Renee Bryant served in the role for 13 years before she retired but told human resources personnel she couldn’t take the “discrimination” and “hostile work environment” created by others who worked for Williamsburg County EMS.
She claims that black employees were recognized for their accomplishments and she was not. She also states that she was bullied and had her intelligence questioned to “create a racially hostile work environment” by Williamsburg County supervisor Tiffany Wright and County Chief of Public Services Andre Dorsey, both of whom are black.
In the lawsuit, Bryant states Wright took office in January 2019 and created four new positions and the people who were hired for those positions were all black. The lawsuit states that Wright had told others that she wanted African-American leadership in Williamsburg County.
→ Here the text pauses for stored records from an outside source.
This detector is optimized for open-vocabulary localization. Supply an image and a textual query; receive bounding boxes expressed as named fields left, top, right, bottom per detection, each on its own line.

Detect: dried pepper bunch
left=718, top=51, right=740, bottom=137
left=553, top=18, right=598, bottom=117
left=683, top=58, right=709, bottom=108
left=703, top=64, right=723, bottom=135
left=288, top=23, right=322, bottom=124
In January, Wright told all department heads in a meeting that she would fire anybody who talked negatively about her, according to the suit. In April, the lawsuit claims Wright held a meeting stating some negative comments were getting back to her and threatened to fire all department heads including Bryant, according to the lawsuit.
In April, Bryant claims she was denied access to a department budget meeting and later that month Dorsey held a meeting with certain EMS staff members which Bryant was not allowed to attend, according to the lawsuit.
During the meeting, the lawsuit claims that he specifically questioned why Bryant was hiring white EMS employees rather than black employees. Bryant claims that Dorsey intentionally used this to harass, intimidate and bully her.
According to the lawsuit, Bryant attempted to meet with both Dorsey and Wright multiple times to try and rectify issues before she resigned, but neither showed up.
Bryant is suing for alleged racial discrimination as well as the claim that her constitutional rights were violated. She hopes to recover lost wages and damages as well as attorney fees.